Il problema è che era immerso nei suoi pensieri, e sulle prime non se accorse.
Immerso sul serio. Come se i pensieri fossero liquidi, un lago denso e caldo in cui sprofondare delicatamente in un’ipnotica apnea. C’era un po’ di tutto, tra impegni da rispettare, ricordi da conservare, pensieri da realizzare, e libere associazioni che si perdono in infinite diramazioni, condensando passato, presente e futuro in un’unico, copioso flusso di idee. Uno di quei momenti in cui, mettendo a fuoco il vuoto, si ha l’impressione che il volto assuma da sé un’espressione a volte triste, a volte sorridente, a volte serena, a volte semplicemente inebetita.
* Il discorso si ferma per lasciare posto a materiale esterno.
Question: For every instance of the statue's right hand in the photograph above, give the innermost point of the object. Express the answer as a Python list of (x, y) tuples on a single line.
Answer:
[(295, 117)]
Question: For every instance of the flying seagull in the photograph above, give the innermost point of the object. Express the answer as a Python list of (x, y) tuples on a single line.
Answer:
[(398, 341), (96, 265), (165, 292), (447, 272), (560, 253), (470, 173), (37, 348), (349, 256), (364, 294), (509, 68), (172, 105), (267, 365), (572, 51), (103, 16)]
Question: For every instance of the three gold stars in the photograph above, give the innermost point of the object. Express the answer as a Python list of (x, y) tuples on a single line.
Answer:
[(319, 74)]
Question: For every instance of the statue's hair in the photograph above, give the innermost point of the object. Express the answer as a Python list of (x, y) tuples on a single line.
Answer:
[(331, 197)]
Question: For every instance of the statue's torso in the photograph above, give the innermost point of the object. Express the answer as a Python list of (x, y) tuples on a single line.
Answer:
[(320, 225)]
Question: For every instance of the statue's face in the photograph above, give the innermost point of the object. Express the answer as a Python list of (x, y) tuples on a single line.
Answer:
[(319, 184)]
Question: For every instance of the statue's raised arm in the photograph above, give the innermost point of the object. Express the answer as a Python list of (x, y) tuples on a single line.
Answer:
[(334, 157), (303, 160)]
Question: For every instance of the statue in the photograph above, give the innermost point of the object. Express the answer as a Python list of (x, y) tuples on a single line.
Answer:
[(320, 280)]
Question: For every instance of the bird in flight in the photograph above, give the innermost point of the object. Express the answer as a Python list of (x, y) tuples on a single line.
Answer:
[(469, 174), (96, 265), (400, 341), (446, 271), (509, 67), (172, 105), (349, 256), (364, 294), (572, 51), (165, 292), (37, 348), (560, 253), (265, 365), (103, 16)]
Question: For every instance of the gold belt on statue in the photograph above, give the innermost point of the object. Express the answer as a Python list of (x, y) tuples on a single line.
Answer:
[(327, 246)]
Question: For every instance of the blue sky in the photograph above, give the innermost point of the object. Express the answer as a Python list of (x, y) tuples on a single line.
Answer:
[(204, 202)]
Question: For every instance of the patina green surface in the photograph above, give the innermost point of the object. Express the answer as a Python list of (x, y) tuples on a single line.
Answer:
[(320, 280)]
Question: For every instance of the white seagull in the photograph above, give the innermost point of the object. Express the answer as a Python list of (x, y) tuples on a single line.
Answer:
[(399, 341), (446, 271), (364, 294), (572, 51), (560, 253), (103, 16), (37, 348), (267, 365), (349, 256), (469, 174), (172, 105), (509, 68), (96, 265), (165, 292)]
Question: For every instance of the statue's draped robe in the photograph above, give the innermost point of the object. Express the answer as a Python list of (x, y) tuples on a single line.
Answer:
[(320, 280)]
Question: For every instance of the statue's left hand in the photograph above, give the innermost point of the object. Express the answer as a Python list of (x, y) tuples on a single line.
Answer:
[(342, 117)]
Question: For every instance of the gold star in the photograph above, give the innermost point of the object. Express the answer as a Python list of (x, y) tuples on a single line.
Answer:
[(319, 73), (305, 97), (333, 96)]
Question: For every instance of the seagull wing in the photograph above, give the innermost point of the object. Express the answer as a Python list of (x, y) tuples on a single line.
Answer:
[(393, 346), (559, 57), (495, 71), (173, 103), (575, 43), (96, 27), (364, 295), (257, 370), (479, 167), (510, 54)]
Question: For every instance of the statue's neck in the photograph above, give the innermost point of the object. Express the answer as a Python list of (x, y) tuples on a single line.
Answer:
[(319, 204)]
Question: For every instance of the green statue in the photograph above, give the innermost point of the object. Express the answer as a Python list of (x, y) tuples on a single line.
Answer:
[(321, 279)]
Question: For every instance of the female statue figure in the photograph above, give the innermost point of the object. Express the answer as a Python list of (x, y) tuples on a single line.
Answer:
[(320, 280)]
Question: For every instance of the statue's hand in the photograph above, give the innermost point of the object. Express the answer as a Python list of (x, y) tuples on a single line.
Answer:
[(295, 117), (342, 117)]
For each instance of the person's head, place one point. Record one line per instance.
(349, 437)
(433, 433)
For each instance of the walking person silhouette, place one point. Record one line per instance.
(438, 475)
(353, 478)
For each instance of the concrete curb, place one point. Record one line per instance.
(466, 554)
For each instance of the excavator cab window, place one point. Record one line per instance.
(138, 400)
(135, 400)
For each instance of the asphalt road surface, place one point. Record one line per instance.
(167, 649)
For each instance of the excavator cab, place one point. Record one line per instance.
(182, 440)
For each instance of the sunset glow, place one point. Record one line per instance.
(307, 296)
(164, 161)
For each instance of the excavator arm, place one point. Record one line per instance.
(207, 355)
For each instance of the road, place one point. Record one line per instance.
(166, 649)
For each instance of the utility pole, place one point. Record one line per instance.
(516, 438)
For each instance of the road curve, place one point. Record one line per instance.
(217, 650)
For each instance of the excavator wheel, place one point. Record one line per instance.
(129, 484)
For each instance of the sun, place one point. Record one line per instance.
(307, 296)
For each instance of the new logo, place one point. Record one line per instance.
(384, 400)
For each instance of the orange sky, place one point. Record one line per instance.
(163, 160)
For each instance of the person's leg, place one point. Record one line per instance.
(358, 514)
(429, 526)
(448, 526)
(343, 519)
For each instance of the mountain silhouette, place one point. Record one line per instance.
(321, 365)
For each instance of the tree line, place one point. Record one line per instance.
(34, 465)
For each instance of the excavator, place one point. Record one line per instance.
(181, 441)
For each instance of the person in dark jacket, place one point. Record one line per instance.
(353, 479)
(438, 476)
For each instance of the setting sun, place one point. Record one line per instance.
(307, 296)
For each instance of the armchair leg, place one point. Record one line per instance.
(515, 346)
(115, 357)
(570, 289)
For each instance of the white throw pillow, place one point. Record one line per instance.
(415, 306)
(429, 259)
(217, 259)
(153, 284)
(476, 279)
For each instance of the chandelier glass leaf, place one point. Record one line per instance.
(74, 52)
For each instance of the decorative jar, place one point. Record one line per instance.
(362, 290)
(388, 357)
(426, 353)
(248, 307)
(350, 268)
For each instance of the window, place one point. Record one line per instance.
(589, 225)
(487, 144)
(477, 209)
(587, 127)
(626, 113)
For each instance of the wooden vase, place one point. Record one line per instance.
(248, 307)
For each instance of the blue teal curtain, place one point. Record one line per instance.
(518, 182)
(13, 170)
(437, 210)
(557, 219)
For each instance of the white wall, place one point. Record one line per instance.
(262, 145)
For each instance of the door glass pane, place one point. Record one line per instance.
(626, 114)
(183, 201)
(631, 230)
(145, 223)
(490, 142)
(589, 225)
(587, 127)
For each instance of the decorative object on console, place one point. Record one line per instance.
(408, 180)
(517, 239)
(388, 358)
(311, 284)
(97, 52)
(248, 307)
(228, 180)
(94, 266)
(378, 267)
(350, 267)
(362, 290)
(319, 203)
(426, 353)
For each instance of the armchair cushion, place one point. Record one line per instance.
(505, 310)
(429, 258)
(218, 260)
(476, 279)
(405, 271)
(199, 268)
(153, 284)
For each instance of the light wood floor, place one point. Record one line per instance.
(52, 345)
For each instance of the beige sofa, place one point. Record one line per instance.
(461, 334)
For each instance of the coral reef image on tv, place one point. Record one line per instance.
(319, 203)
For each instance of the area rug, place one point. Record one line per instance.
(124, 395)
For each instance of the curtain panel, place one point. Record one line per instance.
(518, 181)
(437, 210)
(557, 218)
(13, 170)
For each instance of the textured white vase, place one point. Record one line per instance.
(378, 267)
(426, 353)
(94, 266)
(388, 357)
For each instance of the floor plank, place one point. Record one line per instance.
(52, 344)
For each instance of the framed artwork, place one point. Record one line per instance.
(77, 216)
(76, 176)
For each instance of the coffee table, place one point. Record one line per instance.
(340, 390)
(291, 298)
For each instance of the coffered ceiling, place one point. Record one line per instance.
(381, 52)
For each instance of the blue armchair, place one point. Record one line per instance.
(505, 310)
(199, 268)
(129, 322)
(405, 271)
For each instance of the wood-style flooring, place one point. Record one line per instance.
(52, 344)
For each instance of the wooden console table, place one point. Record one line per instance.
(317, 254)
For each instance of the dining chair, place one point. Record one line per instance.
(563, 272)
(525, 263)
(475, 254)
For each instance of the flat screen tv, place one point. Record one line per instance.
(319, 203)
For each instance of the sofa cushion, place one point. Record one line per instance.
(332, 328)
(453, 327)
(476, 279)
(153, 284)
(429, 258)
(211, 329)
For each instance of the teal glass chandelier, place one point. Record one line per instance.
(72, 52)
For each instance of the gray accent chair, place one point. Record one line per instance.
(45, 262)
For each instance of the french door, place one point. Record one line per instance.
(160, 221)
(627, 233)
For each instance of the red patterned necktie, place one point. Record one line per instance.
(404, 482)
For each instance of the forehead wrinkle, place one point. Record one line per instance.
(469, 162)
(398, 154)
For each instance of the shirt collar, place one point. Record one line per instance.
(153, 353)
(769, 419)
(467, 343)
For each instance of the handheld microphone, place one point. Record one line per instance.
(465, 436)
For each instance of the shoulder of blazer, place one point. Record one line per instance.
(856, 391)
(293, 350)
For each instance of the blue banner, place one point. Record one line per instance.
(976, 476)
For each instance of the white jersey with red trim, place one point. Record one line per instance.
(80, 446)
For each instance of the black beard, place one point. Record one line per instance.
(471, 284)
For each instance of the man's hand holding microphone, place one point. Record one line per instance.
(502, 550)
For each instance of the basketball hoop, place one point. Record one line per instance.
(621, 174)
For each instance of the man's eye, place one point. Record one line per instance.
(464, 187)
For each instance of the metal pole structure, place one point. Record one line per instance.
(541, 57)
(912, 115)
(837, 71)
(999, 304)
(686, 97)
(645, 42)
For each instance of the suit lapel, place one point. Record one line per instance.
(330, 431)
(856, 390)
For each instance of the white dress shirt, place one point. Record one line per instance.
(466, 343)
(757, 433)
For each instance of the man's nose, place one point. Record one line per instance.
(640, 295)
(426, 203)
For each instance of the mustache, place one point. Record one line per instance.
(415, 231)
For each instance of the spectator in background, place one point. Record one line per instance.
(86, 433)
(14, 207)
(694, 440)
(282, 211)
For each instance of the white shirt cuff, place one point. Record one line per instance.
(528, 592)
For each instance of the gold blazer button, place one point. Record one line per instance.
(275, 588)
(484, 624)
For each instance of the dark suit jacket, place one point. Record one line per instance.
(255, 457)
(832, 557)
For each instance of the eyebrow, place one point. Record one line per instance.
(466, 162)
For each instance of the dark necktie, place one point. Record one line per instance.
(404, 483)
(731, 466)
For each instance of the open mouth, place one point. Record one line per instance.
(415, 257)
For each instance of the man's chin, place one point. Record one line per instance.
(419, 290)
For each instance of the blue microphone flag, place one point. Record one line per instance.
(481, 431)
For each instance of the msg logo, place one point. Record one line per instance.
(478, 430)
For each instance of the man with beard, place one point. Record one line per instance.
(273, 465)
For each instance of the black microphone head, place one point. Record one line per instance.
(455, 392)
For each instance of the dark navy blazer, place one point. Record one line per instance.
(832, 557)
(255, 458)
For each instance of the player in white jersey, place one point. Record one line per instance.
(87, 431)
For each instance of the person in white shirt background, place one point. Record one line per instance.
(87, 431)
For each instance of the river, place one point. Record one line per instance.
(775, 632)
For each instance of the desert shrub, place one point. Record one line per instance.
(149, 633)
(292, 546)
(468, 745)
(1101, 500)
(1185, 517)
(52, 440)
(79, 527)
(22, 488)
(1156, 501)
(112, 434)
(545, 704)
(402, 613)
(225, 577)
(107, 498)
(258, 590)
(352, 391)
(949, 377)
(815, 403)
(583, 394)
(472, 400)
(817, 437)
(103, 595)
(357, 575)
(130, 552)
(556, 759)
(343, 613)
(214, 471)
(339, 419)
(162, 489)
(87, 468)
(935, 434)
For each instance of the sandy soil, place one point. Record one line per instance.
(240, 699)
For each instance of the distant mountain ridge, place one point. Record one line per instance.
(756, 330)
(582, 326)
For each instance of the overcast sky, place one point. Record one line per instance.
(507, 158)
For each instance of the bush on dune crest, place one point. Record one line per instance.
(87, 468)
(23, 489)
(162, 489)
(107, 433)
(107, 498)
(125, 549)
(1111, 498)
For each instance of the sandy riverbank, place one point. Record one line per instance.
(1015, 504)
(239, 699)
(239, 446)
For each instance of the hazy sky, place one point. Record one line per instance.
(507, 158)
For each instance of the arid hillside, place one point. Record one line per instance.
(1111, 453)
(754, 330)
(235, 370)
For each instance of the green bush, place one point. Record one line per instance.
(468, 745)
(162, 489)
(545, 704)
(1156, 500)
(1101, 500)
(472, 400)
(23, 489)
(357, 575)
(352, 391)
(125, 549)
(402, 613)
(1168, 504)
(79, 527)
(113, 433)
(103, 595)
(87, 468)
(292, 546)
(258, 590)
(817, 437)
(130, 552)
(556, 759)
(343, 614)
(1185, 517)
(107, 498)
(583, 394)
E sulle prime non se ne accorse, quando camminando alzò per caso lo sguardo e lo scorse in lontananza. Ancora una volta riconosceva la sua figura, man mano più chiara nella penombra dei lampioni, quell’espressione inquieta come la sua camminata ricurva e durissima. Lui, che conosceva da quando era piccolo. Lui, che ogni volta vorrebbe raccontargli tante cose ma non sa mai bene che dire. Lui, che ogni volta puntualmente non ti riconosce nei rari incontri per strada, e puntualmente, con un po’ di insistenza, ricollega, si scusa, e ti intrattiene per qualche minuto, per poi salutarti all’improvviso e proseguire per la sua direzione.
Dicono che sia pazzo. Che soffra di schizofrenia o qualche altra dõença, real ou suposta.
A me invece ricorda un cane che ogni volta osservo lungo quella stessa strada.
Abbaia rabbioso ringhiando contro figure intangibili quand’è al guinzaglio.
Ma scondinzola sereno quando, a volte, si sente un po’ più libero.